Herro averaged 17.3 points over four games, hitting 44% of his three-point attempts and all 15 of his free throws. He showed that he is a dangerous weapon and could be the Wildcats’ top scorer on the season.
Tyler Herro putting on a show. pic.twitter.com/6or4XNps4R— Scott Charlton (@Scott_Charlton) August 12, 2018
If Herro is able to continue scoring at a clip of 15 points per game, it changes everything about what Kentucky is able to do offensively. This could be one of the highest scoring teams Calipari has had at Kentucky.
Cal apparently loved what he saw out of Herro on on the trip.

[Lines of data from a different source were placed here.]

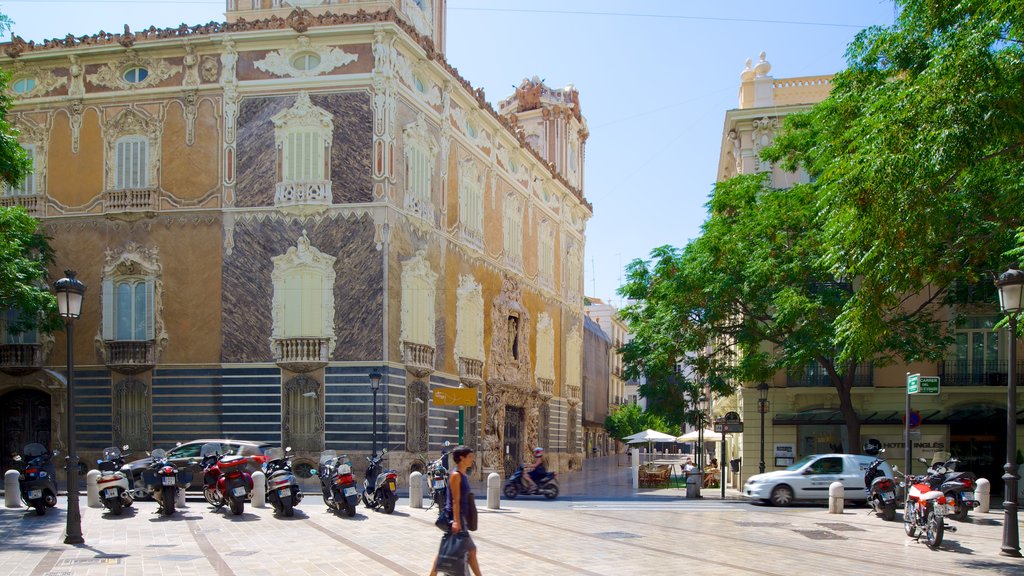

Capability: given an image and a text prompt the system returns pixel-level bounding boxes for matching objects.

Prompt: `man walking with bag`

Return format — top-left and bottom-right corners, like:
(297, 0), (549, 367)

(430, 446), (482, 576)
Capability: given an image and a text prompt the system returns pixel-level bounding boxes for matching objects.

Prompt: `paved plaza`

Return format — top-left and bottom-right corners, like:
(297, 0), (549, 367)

(2, 463), (1023, 576)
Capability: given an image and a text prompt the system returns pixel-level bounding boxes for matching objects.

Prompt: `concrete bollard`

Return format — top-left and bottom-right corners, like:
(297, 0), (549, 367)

(828, 481), (844, 513)
(4, 470), (20, 508)
(976, 478), (991, 513)
(486, 472), (500, 509)
(251, 470), (266, 508)
(409, 471), (423, 508)
(176, 484), (187, 507)
(86, 469), (102, 508)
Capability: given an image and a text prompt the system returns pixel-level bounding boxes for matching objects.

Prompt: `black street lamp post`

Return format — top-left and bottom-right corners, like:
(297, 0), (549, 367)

(54, 270), (85, 546)
(995, 268), (1023, 558)
(757, 383), (770, 475)
(369, 368), (382, 458)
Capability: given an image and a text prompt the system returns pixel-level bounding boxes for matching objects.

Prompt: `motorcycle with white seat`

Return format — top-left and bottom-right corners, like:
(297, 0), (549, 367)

(896, 461), (955, 550)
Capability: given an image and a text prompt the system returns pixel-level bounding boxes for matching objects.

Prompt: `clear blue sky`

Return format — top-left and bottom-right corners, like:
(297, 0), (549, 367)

(2, 0), (896, 307)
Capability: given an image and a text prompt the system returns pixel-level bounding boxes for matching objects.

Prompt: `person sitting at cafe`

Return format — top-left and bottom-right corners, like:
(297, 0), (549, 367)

(704, 458), (721, 488)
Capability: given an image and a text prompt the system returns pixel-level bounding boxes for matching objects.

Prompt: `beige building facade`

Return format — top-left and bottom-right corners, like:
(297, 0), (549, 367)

(717, 53), (1022, 494)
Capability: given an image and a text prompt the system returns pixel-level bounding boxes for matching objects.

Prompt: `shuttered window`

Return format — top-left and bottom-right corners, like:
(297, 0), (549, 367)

(281, 130), (327, 182)
(407, 144), (432, 202)
(115, 137), (148, 190)
(104, 278), (154, 341)
(5, 146), (36, 197)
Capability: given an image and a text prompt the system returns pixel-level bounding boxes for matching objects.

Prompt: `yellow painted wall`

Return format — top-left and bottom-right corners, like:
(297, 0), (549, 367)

(48, 108), (103, 207)
(161, 98), (221, 200)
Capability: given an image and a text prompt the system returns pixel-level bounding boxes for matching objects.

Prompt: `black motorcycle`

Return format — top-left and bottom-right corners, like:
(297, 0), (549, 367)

(863, 448), (897, 521)
(264, 447), (302, 517)
(319, 449), (359, 517)
(13, 443), (58, 516)
(426, 441), (451, 510)
(503, 464), (559, 499)
(930, 456), (978, 522)
(141, 448), (192, 516)
(362, 449), (398, 514)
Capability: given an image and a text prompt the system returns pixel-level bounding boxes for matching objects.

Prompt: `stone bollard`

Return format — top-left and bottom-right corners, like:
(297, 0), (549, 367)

(4, 470), (20, 508)
(976, 478), (991, 513)
(828, 482), (844, 513)
(486, 472), (500, 509)
(251, 470), (266, 508)
(176, 484), (187, 508)
(409, 471), (423, 508)
(86, 469), (102, 508)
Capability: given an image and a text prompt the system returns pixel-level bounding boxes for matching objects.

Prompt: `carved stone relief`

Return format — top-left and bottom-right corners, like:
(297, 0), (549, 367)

(402, 113), (438, 221)
(9, 66), (67, 99)
(487, 275), (531, 389)
(200, 56), (220, 83)
(94, 242), (169, 362)
(11, 115), (48, 194)
(751, 116), (779, 173)
(182, 43), (200, 89)
(87, 49), (182, 90)
(68, 100), (84, 154)
(254, 35), (358, 78)
(371, 29), (397, 183)
(183, 91), (198, 146)
(399, 249), (437, 348)
(401, 0), (434, 38)
(101, 107), (163, 191)
(67, 55), (85, 98)
(454, 274), (484, 364)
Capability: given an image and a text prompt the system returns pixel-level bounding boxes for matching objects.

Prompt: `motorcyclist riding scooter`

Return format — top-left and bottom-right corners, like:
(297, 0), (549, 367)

(521, 447), (547, 494)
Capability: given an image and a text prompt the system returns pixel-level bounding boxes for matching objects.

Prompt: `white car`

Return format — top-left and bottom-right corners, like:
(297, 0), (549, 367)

(744, 453), (894, 506)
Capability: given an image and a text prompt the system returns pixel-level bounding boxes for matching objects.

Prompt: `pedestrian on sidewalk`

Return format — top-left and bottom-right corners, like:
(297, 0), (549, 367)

(430, 446), (482, 576)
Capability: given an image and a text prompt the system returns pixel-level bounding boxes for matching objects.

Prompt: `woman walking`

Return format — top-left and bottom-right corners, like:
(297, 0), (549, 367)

(430, 445), (482, 576)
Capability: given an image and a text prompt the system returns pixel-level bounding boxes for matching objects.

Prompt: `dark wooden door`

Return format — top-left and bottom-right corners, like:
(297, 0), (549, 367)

(504, 406), (524, 476)
(1, 388), (51, 471)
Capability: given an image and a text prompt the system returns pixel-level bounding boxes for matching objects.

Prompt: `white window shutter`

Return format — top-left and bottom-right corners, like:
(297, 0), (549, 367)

(102, 278), (114, 340)
(144, 277), (155, 340)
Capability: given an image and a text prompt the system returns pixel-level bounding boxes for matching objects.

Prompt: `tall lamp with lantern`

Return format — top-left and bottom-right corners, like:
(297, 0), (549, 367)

(54, 270), (85, 545)
(995, 268), (1023, 557)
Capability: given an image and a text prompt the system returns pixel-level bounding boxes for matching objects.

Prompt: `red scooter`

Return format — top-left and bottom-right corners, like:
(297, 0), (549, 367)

(200, 442), (253, 516)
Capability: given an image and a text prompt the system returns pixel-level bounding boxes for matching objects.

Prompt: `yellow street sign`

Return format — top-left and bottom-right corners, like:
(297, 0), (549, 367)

(432, 387), (477, 407)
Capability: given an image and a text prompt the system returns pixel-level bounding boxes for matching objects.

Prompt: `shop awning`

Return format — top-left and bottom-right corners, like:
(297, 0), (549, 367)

(773, 406), (1024, 425)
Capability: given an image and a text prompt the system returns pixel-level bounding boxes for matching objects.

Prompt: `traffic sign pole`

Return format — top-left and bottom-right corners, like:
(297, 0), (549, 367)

(905, 373), (914, 479)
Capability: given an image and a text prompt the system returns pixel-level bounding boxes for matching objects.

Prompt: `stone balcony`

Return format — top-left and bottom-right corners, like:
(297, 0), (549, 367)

(273, 337), (331, 373)
(0, 194), (44, 218)
(275, 180), (331, 209)
(565, 384), (582, 402)
(403, 341), (435, 378)
(0, 343), (43, 376)
(103, 188), (159, 214)
(102, 340), (156, 374)
(536, 377), (553, 400)
(458, 357), (484, 387)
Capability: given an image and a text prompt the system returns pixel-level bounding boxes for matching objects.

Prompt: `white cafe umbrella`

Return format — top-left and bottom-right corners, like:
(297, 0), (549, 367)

(624, 429), (679, 444)
(675, 429), (721, 443)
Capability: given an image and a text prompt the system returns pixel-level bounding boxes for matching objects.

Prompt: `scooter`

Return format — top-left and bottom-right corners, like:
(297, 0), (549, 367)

(318, 449), (359, 517)
(426, 441), (451, 510)
(13, 443), (58, 516)
(263, 446), (302, 517)
(96, 445), (133, 516)
(141, 448), (192, 516)
(933, 456), (978, 522)
(897, 462), (955, 550)
(863, 448), (897, 521)
(503, 464), (559, 499)
(200, 442), (252, 516)
(362, 448), (398, 514)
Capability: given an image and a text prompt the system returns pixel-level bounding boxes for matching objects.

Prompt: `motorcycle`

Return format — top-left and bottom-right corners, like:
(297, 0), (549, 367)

(863, 448), (897, 521)
(426, 441), (451, 510)
(263, 446), (302, 517)
(318, 449), (359, 517)
(362, 448), (398, 514)
(200, 442), (253, 516)
(932, 456), (978, 522)
(897, 463), (955, 550)
(503, 464), (559, 499)
(13, 443), (58, 516)
(141, 448), (192, 516)
(96, 445), (134, 516)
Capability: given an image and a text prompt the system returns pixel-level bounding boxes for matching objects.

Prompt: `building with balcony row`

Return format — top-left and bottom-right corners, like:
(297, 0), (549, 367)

(0, 0), (591, 477)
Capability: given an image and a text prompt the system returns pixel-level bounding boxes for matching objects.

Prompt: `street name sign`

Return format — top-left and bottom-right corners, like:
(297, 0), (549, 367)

(906, 374), (940, 395)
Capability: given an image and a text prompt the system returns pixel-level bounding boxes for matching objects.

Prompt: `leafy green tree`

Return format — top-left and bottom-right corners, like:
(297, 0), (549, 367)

(0, 12), (59, 336)
(766, 0), (1024, 361)
(603, 403), (679, 442)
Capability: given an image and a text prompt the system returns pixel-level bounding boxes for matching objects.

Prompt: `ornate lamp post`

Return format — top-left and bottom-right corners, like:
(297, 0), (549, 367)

(54, 270), (85, 546)
(995, 268), (1024, 557)
(757, 383), (770, 475)
(369, 368), (382, 459)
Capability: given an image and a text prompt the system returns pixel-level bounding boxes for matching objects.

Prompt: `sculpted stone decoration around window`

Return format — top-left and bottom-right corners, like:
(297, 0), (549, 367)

(402, 113), (438, 223)
(255, 35), (358, 78)
(565, 325), (583, 396)
(87, 50), (182, 90)
(271, 231), (337, 372)
(102, 107), (162, 209)
(8, 67), (67, 99)
(400, 250), (437, 377)
(401, 0), (433, 37)
(96, 243), (167, 374)
(487, 275), (531, 389)
(455, 274), (484, 386)
(534, 313), (555, 383)
(271, 91), (334, 213)
(283, 374), (324, 452)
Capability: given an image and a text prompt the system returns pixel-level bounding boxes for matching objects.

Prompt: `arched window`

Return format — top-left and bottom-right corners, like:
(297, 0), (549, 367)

(406, 380), (429, 452)
(103, 277), (154, 341)
(271, 92), (334, 209)
(283, 375), (323, 452)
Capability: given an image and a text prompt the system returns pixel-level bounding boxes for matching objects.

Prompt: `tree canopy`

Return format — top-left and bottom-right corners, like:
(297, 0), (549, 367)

(603, 403), (679, 442)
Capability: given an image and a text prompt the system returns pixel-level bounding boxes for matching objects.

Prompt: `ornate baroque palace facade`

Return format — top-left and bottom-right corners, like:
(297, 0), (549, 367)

(0, 0), (591, 477)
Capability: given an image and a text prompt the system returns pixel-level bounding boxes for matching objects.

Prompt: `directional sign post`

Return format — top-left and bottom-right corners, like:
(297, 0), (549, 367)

(905, 374), (941, 477)
(432, 388), (477, 445)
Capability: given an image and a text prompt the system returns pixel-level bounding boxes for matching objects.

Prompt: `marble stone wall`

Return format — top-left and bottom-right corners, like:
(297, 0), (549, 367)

(234, 91), (373, 207)
(221, 213), (383, 362)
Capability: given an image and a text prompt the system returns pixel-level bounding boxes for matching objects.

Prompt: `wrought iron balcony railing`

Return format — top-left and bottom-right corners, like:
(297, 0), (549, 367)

(939, 360), (1024, 386)
(786, 363), (874, 388)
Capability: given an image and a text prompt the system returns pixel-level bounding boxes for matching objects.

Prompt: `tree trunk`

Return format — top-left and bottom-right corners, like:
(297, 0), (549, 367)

(821, 358), (861, 453)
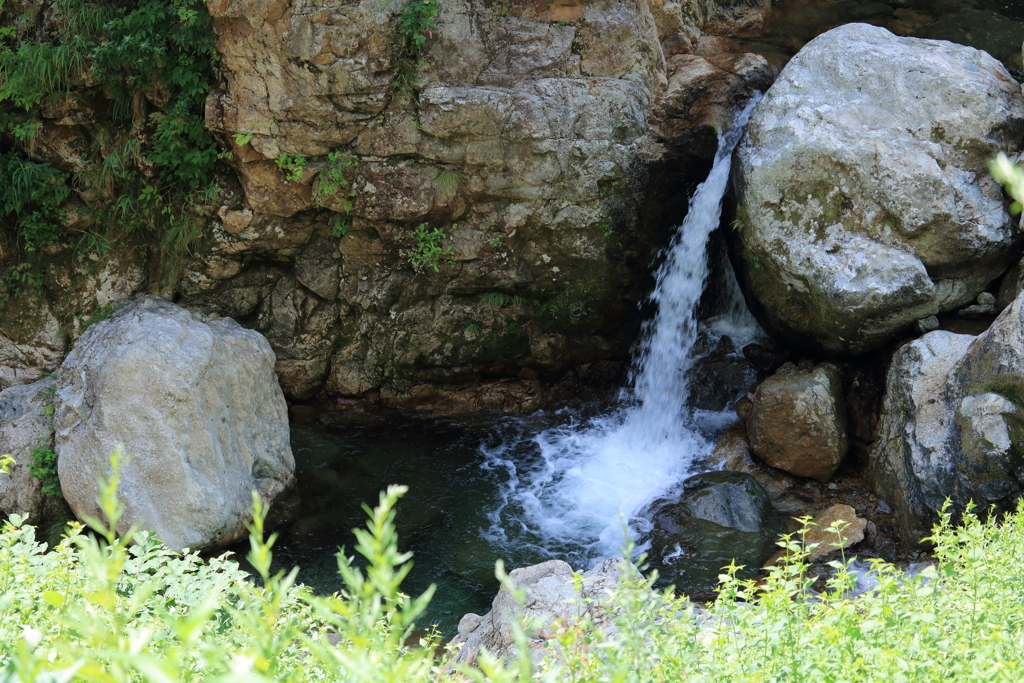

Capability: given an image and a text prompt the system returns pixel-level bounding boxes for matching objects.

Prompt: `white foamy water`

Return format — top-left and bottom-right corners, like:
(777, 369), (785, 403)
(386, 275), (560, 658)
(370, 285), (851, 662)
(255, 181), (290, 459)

(482, 98), (762, 565)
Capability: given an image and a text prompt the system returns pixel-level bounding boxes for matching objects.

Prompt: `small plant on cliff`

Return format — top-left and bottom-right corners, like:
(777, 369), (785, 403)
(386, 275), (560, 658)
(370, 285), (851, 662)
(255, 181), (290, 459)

(434, 168), (466, 200)
(315, 150), (358, 202)
(276, 152), (307, 182)
(29, 445), (61, 497)
(409, 222), (455, 272)
(0, 151), (71, 251)
(0, 453), (13, 475)
(393, 0), (439, 95)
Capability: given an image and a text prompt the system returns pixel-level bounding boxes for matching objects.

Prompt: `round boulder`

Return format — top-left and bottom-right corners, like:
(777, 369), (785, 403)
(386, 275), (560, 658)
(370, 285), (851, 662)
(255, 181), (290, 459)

(732, 23), (1024, 354)
(54, 296), (295, 551)
(747, 362), (848, 482)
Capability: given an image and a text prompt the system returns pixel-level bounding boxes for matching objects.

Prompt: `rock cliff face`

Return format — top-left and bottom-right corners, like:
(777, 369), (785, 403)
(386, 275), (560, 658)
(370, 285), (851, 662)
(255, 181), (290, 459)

“How about Tyler Herro’s — I’ll use the term ‘swagger,’” Calipari said in his post-Bahamas press conference. “I grabbed him and said, that’s what I want from you. I said, I want you to expect every shot to go in...”
However, he has to be able to play better defense to stay on the court against top competition. Although overall team defense looked strong in the Bahamas, there were times when Herro was obviously the weakest link.
While his athleticism was on full display on the offensive end, Herro often had trouble staying in front of quicker opponents. He also does not inherently love contact, so he is not always as aggressive on the defensive end as he is with the ball in his hands.
While fouls are not usually used as a positive metric, Herro was next to last on the team (Quade Green led the way) with 6 personal fouls during the trip for all primary players that saw action in every game. The lack of fouls can certainly show us discipline and body control for some players, but for others it could be the result of a lack of defensive prowess.
Herro’s low foul count shows us two things. Herro was often not in a position to make a strong play on the ball, and he was not physical enough to initiate contact.
If he could get to a place where he shows the same aggression on defense as he does when trying to score, he could really help the team out on that end of the floor.
Tyler Herro with the strong take to the cup. pic.twitter.com/eyXF5u2pu1— Scott Charlton (@Scott_Charlton) August 12, 2018
Again, even though we have already seen four games it is still early. John Calipari and his staff have time to work with Herro on his lateral movement, positioning, and physicality.
If he works as hard on his defensive footwork as he has on his jumper, I expect Herro to be a completely different defender come November. And when that happens, it will be hard to keep him off the floor in any situation.
“Tyler is playing well,” Calipari said. “I just told him, it’s good to play well like you did, but now, that’s a standard to grow from. Now you’re going to have to go from where you are to grow. That’s the downside of it.”
If he continues to grow defensively, there will be no downside to what he brings to the court this season.